Он не ждал, пока я что-нибудь скажу, но снова сжал меня в
объятиях и, смеясь, опустил на землю. Затем, как будто какой-то
ограничивающий барьер разрушился внутри у него, он начал
говорить без остановки. Он сказал, что знал обо мне уже год;
нагваль говорил, что вверяет ему таинственную девушку.
Метафорически он описал ее: "двенадцать часов утра ясного дня,
ни ветреного, ни тихого, ни холодного, ни теплого, что-то
среднее между всем этим, руководимое лишь безумием".
Исидоро Балтасар сознался, что был настоящим ослом, когда
немедленно решил, что нагваль так представляет ему его
подружку.
-- Что это еще за подружка? -- коротко оборвала его я.
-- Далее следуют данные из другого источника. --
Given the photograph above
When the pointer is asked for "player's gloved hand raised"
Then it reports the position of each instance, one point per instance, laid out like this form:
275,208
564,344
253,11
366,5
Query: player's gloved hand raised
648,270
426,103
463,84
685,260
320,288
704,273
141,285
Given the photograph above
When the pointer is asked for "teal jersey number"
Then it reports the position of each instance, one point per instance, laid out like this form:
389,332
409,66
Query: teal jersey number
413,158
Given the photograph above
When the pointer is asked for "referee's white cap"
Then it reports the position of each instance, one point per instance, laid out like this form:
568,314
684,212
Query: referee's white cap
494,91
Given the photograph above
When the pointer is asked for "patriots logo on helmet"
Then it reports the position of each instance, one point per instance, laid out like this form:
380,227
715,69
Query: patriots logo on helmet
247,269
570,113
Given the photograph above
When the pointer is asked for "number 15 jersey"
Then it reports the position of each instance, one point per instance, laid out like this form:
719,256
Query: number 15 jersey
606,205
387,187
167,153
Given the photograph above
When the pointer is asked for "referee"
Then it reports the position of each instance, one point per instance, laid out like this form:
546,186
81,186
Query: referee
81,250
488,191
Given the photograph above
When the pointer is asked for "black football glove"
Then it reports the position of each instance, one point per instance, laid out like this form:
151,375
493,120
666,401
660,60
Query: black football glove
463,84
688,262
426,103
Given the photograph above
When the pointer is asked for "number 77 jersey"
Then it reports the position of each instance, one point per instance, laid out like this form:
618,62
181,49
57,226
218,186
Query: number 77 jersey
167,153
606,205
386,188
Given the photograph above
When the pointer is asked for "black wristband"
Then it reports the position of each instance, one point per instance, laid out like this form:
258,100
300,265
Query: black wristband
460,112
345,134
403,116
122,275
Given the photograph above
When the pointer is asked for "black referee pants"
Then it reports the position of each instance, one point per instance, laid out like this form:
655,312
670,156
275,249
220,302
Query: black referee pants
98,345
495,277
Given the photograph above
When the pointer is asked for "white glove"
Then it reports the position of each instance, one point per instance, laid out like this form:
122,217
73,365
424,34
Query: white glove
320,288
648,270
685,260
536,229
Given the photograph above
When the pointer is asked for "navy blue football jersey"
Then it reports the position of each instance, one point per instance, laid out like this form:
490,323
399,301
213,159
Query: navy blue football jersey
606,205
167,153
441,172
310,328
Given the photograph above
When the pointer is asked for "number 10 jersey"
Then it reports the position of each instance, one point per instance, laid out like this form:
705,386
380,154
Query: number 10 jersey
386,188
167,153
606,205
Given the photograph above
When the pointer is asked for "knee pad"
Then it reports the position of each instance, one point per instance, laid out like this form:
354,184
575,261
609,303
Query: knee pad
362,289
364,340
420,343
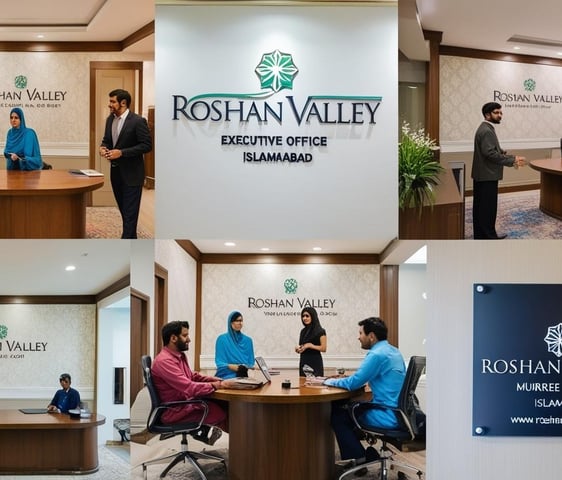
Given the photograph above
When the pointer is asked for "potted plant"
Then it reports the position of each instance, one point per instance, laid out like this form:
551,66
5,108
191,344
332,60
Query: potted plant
418,171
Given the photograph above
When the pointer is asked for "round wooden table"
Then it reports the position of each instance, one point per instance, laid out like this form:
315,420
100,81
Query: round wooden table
48,443
280,434
44,203
551,185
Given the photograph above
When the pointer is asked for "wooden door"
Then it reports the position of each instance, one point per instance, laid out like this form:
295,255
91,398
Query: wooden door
139,340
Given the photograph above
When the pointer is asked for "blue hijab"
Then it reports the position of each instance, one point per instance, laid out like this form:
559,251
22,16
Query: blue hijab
23,142
233,347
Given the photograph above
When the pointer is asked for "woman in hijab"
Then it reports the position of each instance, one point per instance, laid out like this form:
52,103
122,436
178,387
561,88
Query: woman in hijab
234,351
22,147
312,342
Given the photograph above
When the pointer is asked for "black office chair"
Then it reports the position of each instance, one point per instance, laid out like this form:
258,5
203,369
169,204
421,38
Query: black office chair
406,413
154,425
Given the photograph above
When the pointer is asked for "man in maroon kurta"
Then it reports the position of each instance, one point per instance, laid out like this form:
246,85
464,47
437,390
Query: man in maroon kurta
174,380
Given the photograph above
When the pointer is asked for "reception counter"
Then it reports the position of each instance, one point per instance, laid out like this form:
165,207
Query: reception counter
551,185
44,203
48,443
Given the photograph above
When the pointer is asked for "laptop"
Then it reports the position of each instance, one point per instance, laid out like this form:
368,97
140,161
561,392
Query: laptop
264,369
33,410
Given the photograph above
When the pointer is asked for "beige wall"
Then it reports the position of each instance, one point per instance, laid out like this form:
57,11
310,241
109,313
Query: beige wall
59,84
68,332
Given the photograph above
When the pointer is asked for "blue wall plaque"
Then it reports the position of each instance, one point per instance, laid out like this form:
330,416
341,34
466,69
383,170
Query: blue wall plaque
517,360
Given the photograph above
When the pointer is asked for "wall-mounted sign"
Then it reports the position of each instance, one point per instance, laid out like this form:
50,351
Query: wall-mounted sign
23,95
276,72
517,369
277,121
13,348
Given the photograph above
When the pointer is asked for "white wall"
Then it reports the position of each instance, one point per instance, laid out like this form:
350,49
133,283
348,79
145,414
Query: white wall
142,275
412,309
62,124
349,187
453,267
114,334
341,294
67,333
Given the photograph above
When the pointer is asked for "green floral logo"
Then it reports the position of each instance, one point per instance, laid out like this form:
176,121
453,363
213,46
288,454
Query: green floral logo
276,71
290,286
20,81
529,84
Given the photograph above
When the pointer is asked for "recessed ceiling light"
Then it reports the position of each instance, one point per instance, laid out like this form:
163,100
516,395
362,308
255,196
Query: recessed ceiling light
418,257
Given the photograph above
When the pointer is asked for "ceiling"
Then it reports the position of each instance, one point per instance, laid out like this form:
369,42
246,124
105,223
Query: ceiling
393,252
37,267
77,21
286,246
498,25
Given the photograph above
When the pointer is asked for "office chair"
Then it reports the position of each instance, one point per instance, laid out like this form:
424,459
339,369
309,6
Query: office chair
154,425
407,427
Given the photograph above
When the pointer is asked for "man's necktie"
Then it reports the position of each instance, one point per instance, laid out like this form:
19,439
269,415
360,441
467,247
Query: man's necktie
115,130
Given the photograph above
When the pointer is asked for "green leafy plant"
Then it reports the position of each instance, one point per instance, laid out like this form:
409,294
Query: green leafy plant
417,169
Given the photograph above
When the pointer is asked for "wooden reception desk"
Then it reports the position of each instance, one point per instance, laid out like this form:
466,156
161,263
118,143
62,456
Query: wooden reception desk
44,203
551,185
48,443
280,434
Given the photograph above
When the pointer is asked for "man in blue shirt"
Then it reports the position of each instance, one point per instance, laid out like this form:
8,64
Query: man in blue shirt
66,398
383,369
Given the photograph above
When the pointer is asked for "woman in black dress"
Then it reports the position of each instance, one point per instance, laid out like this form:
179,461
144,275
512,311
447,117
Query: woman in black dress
312,342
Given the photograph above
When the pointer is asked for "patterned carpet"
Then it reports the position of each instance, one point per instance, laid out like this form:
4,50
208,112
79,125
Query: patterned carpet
217,471
519,217
105,222
112,466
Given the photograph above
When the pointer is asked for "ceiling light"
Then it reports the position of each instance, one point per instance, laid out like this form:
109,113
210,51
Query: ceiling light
419,257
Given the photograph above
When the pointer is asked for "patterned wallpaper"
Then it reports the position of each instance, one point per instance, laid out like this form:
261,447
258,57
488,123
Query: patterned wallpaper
271,309
39,342
529,94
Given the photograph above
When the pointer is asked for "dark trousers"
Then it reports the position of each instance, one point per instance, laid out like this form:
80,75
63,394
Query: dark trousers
128,200
485,209
344,428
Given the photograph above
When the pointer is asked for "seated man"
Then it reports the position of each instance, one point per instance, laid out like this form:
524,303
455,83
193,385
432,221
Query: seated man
174,380
66,398
384,370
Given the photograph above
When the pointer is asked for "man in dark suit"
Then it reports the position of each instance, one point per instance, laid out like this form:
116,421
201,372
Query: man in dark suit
126,139
487,169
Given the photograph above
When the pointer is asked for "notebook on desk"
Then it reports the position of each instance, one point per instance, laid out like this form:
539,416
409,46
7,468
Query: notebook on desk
33,410
263,368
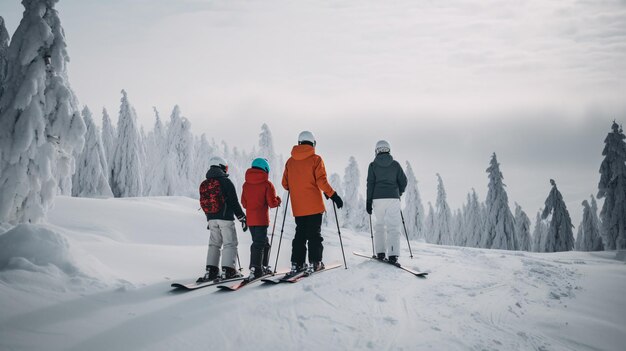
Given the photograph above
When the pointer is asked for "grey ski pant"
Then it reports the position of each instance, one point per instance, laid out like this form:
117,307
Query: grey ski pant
223,239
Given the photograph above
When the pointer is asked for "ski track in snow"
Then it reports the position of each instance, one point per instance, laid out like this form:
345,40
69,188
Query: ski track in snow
473,299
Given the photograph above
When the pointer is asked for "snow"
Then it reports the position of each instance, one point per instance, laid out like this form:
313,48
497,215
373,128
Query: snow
98,276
Он сделал резкое движение рукой, решительно недовольный
моими словами. -- Это рассказ не о фактах, -- огрызнулся он. --
Речь идет о представлениях. Ты можешь видеть, какой я идиот. --
Его раздражение быстро сменилось чудесной улыбкой. --
Представляешь, я на самом деле поверил, что сам смогу узнать,
кто эта девушка. -- Он остановился на мгновение, потом тихо
добавил, -- я даже представлял замужнюю женщину с детьми при
этом поиске.
Он глубоко вздохнул, затем ухмыльнулся и сказал:
-- Мораль этой истории в том, что в мире магов каждый
должен свести на нет свое эго, или всем нам конец. Ведь в этом
мире нет способа для таких нормальных людей, как мы,
предсказывать что-либо.
Потом, заметив, что я плачу, он взял меня за плечи и,
удерживая на расстоянии длины рук, тревожно и внимательно
посмотрел на меня.
-- Что с тобой, нибелунга?
-- Ничего, на самом деле ничего, -- я смеялась между
всхлипами, вытирая слезы. -- У меня нет абстрактного ума,
который может беспокоиться о мире абстрактных историй, --
добавила я таким циничным тоном, каким только могла. -- Я
беспокоюсь о здесь и теперь. Ты даже не представляешь, что я
пережила в этом доме.
-- Конечно, я очень хорошо представ
1000
ляю, -- отпарировал он
с нарочитой резкостью. -- Я бываю здесь уже в течение многих
лет. -- Он осмотрел меня глазами инквизитора и спросил:
-- Мне очень хотелось бы знать, почему ты не сказала мне,
что ты уже была с ними?
-- Я собиралась, но не чувствовала, что это важно, --
прошептала я в смущении. Потом мой голос зазвучал решительно и
спокойно, и слова непроизвольно потекли из моих уст. --
Оказывается, встреча с ними была единственной важной вещью из
всего, что я когда-либо в жизни делала.
Чтобы скрыть удивление, я немедленно начала жаловаться,
что меня оставили в доме совсем одну.